Enjoy an Interview with Vergil,
a Supporting Character from the 5-Volume
“Legends of the Winged Scarab” Historical Fiction Series
by Inge H. Borg
Interviewer: Hello, I believe you appear in several of Inge H. Borg’s Legends of the Winged Scarab novels? Would you like to introduce yourself?
Vergil: I am Vergil, with an e. That’s how my Puerto Rican mother spelled it.
I am a relative late-comer to Borg’s Legends, appearing in Books 4 and 5, The Crystal Curse and The Nile Conspiracy.
Interviewer: What role do you play in the novels?
Vergil: I turn into a rather important character due to my special skills acquired while plying the Southern Atlantic in search of ships. It’s how I wound up in that stinking Venezuelan prison on Margarita Island. Twenty-five years, I got for what the crappy Caracas court called ‘Piracy on the high seas.’ (I am sure, Interviewer, you are familiar with the term as you seem to have a soft spot for those engaged in the trade.)
Interviewer: No spoilers. But are you a ‘goody’ or a ‘baddie’? Or maybe you are both?
Vergil: Depends who you ask, doesn’t it. I think I am rather good. Especially at what I do. Well, getting caught was bad luck.
Interviewer: So you support the lead character?

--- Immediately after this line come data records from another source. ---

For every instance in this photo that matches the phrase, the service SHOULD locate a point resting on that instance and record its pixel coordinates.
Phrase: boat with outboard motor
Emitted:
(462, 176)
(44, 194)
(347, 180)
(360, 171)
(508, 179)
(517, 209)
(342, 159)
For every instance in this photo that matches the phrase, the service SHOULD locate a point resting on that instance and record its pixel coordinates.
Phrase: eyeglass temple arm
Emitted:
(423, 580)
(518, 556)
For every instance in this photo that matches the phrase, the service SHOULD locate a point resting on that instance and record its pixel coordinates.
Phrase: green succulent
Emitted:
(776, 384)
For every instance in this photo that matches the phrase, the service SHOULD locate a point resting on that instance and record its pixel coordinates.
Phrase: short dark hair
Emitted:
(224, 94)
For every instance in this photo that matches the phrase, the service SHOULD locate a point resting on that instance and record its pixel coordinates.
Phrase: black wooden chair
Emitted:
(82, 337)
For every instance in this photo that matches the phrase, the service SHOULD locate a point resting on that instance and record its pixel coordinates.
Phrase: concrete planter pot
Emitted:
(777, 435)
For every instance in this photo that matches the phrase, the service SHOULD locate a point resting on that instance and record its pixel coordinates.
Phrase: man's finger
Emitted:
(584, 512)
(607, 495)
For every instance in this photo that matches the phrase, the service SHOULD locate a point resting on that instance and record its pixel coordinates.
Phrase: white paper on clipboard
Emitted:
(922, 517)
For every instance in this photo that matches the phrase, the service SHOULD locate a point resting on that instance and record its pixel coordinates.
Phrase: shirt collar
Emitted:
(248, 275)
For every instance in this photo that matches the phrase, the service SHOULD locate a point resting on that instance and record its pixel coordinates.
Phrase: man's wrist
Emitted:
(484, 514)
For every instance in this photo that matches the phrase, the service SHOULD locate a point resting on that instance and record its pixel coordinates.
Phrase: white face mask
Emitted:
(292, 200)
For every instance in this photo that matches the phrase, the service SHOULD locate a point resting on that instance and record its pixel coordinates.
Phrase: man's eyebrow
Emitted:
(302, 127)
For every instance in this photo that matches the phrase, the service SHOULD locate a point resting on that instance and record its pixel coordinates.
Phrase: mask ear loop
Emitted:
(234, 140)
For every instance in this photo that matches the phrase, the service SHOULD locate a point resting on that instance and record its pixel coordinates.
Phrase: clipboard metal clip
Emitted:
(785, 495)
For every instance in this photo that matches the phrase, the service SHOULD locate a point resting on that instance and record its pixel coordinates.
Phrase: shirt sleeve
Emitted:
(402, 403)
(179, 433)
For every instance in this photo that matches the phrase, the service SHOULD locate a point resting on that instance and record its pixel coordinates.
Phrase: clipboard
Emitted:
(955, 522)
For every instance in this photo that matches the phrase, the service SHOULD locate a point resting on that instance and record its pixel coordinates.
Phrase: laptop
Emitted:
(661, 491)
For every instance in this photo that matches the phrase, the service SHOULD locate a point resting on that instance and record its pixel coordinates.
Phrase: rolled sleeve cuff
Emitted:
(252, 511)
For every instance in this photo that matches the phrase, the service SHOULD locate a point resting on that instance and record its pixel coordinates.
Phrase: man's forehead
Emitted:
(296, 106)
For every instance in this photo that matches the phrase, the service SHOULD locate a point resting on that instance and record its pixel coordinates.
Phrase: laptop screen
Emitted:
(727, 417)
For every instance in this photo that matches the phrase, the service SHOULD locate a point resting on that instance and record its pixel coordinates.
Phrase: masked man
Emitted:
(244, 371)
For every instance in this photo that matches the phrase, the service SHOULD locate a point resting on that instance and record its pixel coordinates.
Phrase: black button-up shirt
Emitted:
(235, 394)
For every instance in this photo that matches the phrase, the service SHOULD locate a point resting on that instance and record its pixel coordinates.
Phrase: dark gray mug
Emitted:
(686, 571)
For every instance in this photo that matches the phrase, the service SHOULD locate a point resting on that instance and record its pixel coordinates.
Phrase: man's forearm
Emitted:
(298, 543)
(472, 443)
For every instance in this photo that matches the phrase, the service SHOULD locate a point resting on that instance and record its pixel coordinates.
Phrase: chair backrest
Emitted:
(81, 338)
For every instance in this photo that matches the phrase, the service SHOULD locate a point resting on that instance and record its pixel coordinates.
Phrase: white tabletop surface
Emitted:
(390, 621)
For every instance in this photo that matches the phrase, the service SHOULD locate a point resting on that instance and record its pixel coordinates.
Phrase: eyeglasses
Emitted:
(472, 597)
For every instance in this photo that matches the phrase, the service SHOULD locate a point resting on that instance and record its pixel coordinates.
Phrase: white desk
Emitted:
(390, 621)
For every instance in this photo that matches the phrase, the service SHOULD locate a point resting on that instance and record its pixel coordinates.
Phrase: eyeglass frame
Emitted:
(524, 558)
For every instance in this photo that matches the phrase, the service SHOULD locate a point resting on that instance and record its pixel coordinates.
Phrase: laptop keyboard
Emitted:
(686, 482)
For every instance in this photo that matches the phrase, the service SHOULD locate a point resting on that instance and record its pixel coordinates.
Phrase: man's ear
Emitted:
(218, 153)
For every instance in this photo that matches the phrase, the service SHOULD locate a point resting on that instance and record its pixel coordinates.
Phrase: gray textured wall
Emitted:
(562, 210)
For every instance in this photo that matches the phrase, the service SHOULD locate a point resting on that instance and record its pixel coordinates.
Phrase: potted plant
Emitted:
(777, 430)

Who is he or she and tell us a little bit about him or her?
Vergil: I wouldn’t exactly say I am supporting the lead characters, high-minded archaeologists Naunet and Jonathan Wilkins, trying to save those silly Ancient Egyptian golden tablets from obsessed people like my new boss Lorenzo.
Rather, in The Crystal Curse, I support Lorenzo Dominguez, the South American billionaire and art collector; a bit of a pirate himself, to put it mildly. After he sprung me and some of my murderous buddies from jail, he made me guard his “guests” on board the Bucanero.
Interviewer: Now be honest – what do you really think of this lead character!
Vergil: You are talking about that Boston boy, Jonathan? He’s always wondering if I only speak Spanish, or if I understand English as he and his exotic-looking wife are plotting their escape from Lorenzo. He keeps poking me in the chest, and in his broad ‘haavaad-yaad’ accent tests me with things like, ‘Your mother’s a whore.’
But I am smart [taps the side of his nose with his finger]. I keep my cool. Although, one day, pretty-boy …
As to Lorenzo? He thinks I am beholden to him, poor bugger. He plum forgets he owns a ship. From the outside, the Bucanero may look like a wreck, but inside, she’s a palace. Very tempting, that’s all I can say.
Interviewer: Do you like being the ‘supporting role’ or do you wish you could have a lead part in a book of your own?
Vergil: Naw. I am kept plenty busy, especially in The Nile Conspiracy. Did I tell you I am very handy with weapons? Balancing on the skid of a helo trying to shoot off a rocket launcher takes nerves of steel—and the prospect of a juicy prize.
Interviewer: What is one of your least favourite scenes?
Vergil: Remember, I’d been in prison for some time. So, I suggested to Jonathan I would appreciate a little romp with his lovely wife Naunet. The ungrateful sod slams a steel door in my face. I can tell you, I really had to hold on to my pistol (no pun intended).
Interviewer: And your most favourite?
I have a real good chance of getting my hands on a super ultra-modern yacht, the A&N. She belonged to a shady Russian billionaire (aren’t they all, shady I mean). This yacht was confiscated by the Egyptian president for his own use. He renamed her the Khamsin. As I said, I may have a real good chance …
Interviewer: Thank you – that was really interesting – I look forward to meeting you again in ‘your’ novels!
Vergil: El gusto es mio, Señora Interviewer. Now, shall we adjourn to the Khamsin’s salon for coffee and cognac? The old ghost ship may look decrepit from the outside - on purpose. But inside, she's fitted out like a palace.
The ship's owner liberated me from a nasty Venezuelan prison - and thinks I have reformed. But you know how it is: Once a pirate, always a pirate.
Quickly now, before the owner returns from his outing.